Decorated porcelain edged in twisting earthy vines, hues of blue and green leaves, all rimming a wide circumference, deep as you can imagine if you were but a tiny speck of dust. Below the lip piles and pillows triangular in their shapes nestle together, each trimmed with little serrations giving a sense of picturesque delicacy. Rolling down the inviting slopes slides and glides the red sauciness, so aromatically savored. Scraping along the softness, just squishy enough to easily allow the pronged stainless steal to puncture through with verve, then cut and slice to reveal tender warm richness inside. Sitting alongside, like compatriots eager to serve their turn, a vitality of a plated balance waits as tall giant spears of green, roasted and basted.

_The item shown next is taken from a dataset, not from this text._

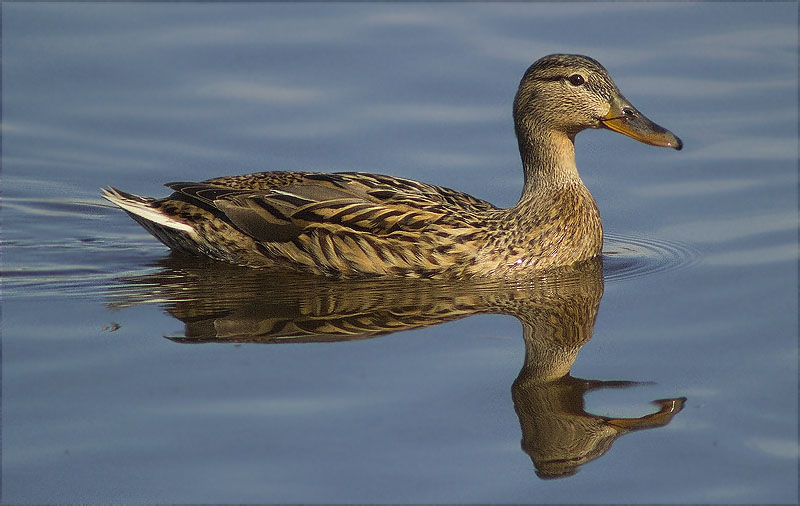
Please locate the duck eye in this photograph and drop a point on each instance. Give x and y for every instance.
(576, 79)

Whats For Dinner? Ravioli And Asparagus.
October 29th 2012




2006172

Sunday October 28th 2012, 8:33 pm

Feels like Sunday. I mean to say that some days feel like the day that they are, which I find peculiar, as if ebb and flow of energies is virtually cyclical by the calendar. At least thats how it seems to me, how I experience the week. I always am the most groggy on Sundays, an overwhelming grog actually. Just lethargic, and never a good thing when having to work through weekends, feeling this way. I just want to shut my eyes and the world away, cover up and sleep until the next day. But when there is no time for rest, even when feeling the typical groggy Sunday sleepiness, I just have to buck up and tough my way through it.

Slog Through The Grog
October 28th 2012




Coolness!

Sunday October 28th 2012, 2:45 am

The Sword has some new videos up on youtube featuring graphics by me integrated into them.

Apocryphon

Eyes Of The Stormwitch




2006182

Sunday October 28th 2012, 1:01 am

Chugging electric power oozing into the atmosphere of our little party, shaking to the core. Melodies at once heavy and sonic, and yet with an ease that coerces rather than bullies you to follow along. Each segment its own but when all are combined work as a whole enigmatic blend of metaphoric stories and meaning that can relate thematically. Powerful movements of sound and churning voices that get you to stand up, raise your fists into the air, and rock the fuck out!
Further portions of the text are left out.